Peering into the process
These evolutionary fights are more than just an ecological wonder. They’re also important for bioenergy crop productivity, agricultural productivity, and conservation. Charting how, when, and where bacteria produce plant hormones can help scientists understand how plants adapt to changing environments. Increasing the production of a specific hormone from a plant’s microbiome or creating a synthetic microbiome could help farmers improve crop growth. Knowing how pathogens affect root growth and overall biomass could allow scientists to avert those problems when growing those plants to make biofuels.
To investigate this relationship, researchers from Rutgers University, the University of Tennessee, and the University of North Carolina at Chapel Hill studied duckweed. The genus of plants known as duckweed is extremely common and well-studied. Scientists have a lot of information about its genetics, including variations in DNA sequences between different populations of duckweed.
In a previous study, the group sampled the microbiome of duckweeds in the wild and found that it was similar to many common plants. Of 47 bacterial strains they analyzed, almost 80 percent produced compounds similar to IAA. With the support of scientists from the Environmental Molecular Sciences Laboratory (a DOE Office of Science user facility), the team inoculated duckweed seedlings with 21 of those strains. Some of the treated seedlings were regular “wild-type” in their root growth. Some plants had other bacteria strains that were producing the active auxin IAA. In these, the plants’ roots grew much shorter and with much more branching. Similarly, plants missing a gene that is required to sense the presence of auxins were less sensitive to IAA than wild-type plants. These plants didn’t respond to the IAA-producing bacteria.
Revealing the invasion
Surprisingly, of the 21 bacterial strains, only four affected plant growth in the way scientists expected. Not coincidentally, they were the ones that produced the most IAA in test tubes. It appears that although the rest could produce some compounds related to IAA, the amounts weren’t enough to trigger a response from the plants. Those four seemed to be exceptionally good at getting past the plants’ defenses.
But were those bacteria getting past the defenses because of the IAA or some other approach? The scientists answered that question by studying the mutant plants that lacked the gene that regulates auxin. They found that the bacteria could not simply move into the plant cells and colonize the mutant plants. Clearly, these bacteria had found a way to hack the auxin system to work in their favor.
The next question was where the bacteria got in. While plants’ stomata are a defense mechanism, they’re also a weakness. Using special dyes and microscopes, the researchers found loads of the invading bacteria in the stomata of the wild-type duckweed. In contrast, most of the bacteria in the mutant plants were on the surface, where they couldn’t home in on the stomata. Like an invader tricking the guards at the gates of a walled city, the successful bacteria used the auxin system to trick the guard cells.

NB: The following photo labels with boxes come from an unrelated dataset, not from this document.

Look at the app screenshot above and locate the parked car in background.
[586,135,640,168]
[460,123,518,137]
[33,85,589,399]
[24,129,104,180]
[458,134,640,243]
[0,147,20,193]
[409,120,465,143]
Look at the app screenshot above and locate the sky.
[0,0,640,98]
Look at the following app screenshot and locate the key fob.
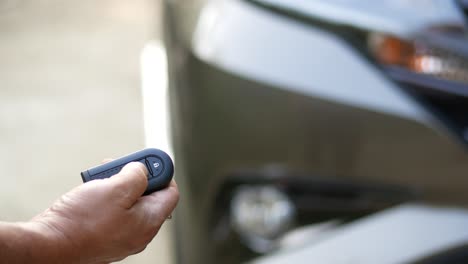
[81,148,174,195]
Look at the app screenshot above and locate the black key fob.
[81,148,174,195]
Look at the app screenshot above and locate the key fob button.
[146,157,164,177]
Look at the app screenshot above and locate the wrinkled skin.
[0,162,179,264]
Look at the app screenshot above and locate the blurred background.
[0,0,468,264]
[0,0,170,263]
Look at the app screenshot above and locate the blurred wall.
[0,0,173,263]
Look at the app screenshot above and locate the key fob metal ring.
[81,148,174,195]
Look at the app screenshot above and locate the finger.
[101,158,114,164]
[109,162,148,209]
[134,180,179,223]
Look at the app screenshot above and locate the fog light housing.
[230,186,296,253]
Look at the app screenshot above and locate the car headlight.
[368,33,468,96]
[230,185,295,252]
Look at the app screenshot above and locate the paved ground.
[0,0,174,264]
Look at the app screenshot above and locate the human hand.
[27,162,179,263]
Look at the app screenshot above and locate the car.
[156,0,468,264]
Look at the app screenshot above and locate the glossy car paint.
[165,0,468,263]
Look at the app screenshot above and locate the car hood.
[253,0,465,35]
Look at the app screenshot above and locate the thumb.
[109,162,148,208]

Tracking just a little of this evolutionary tug-of-war between plants and bacteria suggests that plants are likely to have multiple defense mechanisms against bacteria that produce IAA.
While the leaves and stems of plants can be readily seen above ground, a whole complex system of cooperative and competitive behavior is hidden from view. By illuminating these relationships, scientists are setting the foundation to grow plants for biofuels in more sustainable ways.